Le minimalisme apparent n’est qu’une façade : le son est ici englobant, massif et omniprésent. Drones et infrabasses se juxtaposent et s’étirent sur une grille temporelle en mouvement permanent. La palette de son, volontairement limitée, n’est en aucun cas une limitation à l’atmosphère et au rendu. Ici la composition est magistrale, tout comme le travail sur la densité des sons et la stéréo.
Si les quatre premiers morceaux, Moros, Thanatos, Hypnos et Eris posent le cadre général de tout l’album, le basculement définitif vers le sombre s’opère à mi-parcours. Seul morceau au tempo saisissable, Nemesis installe un fragile et relatif équilibre, qui cède le pas rapidement à la noirceur des trois derniers morceaux.
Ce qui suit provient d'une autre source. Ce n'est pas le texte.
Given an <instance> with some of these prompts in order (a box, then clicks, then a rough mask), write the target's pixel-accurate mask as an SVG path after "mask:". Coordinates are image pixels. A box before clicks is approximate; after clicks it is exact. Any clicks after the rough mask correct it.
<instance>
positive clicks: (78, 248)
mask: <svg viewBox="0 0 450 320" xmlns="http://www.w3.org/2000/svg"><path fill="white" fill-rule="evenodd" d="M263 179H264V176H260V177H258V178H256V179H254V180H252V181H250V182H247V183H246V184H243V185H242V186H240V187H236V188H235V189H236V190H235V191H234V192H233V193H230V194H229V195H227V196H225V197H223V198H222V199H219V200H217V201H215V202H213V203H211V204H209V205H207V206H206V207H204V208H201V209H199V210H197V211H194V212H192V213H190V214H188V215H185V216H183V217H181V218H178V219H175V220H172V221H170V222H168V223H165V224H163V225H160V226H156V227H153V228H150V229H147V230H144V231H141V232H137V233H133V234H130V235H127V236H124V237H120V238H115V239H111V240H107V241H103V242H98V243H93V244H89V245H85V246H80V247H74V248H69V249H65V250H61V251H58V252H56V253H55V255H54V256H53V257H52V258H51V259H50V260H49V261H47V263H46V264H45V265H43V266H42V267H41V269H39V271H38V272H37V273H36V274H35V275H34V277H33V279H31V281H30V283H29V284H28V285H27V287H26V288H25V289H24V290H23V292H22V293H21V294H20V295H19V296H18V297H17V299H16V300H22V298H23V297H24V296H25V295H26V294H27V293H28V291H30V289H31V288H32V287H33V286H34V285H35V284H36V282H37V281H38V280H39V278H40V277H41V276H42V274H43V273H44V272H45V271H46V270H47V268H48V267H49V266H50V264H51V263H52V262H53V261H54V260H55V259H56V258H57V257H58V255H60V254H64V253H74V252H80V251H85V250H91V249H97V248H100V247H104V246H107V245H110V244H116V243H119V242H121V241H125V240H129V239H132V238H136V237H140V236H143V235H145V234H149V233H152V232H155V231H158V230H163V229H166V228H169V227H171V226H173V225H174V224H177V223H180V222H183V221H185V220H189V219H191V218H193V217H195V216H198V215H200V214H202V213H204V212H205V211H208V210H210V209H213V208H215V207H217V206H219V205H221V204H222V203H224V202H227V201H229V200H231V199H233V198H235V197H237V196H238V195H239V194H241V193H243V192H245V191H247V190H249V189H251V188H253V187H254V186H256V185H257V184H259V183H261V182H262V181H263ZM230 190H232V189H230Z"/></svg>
Censés representer les déesses Moires qui dirigent le destin des hommes, Klotho, Lachesis et Atropos ne sont qu’ébauches d’harmonies défigurées et oppressées.
Qualifiée de "sortie la plus satisfaisante depuis le début du projet" par son propre créateur, Nyx est sans conteste possible l’album dark-ambient le plus impressionant de ces derniers mois. Si le précedent album "The Frozen Spark" était un hommage au "Chill Out" de KLF, "Nyx" est celui fait à Lustmord. Puisant dans l’influence du maître Robert Rich en y agglomérant avec succès les éléments propres de son projet, Mathis Mootz propose ici son oeuvre la plus aboutie mais la moins facile d’accés. Un disque exigeant, pour lequel plusieurs écoutes seront nécessaires afin d’en saisir toutes les nuances.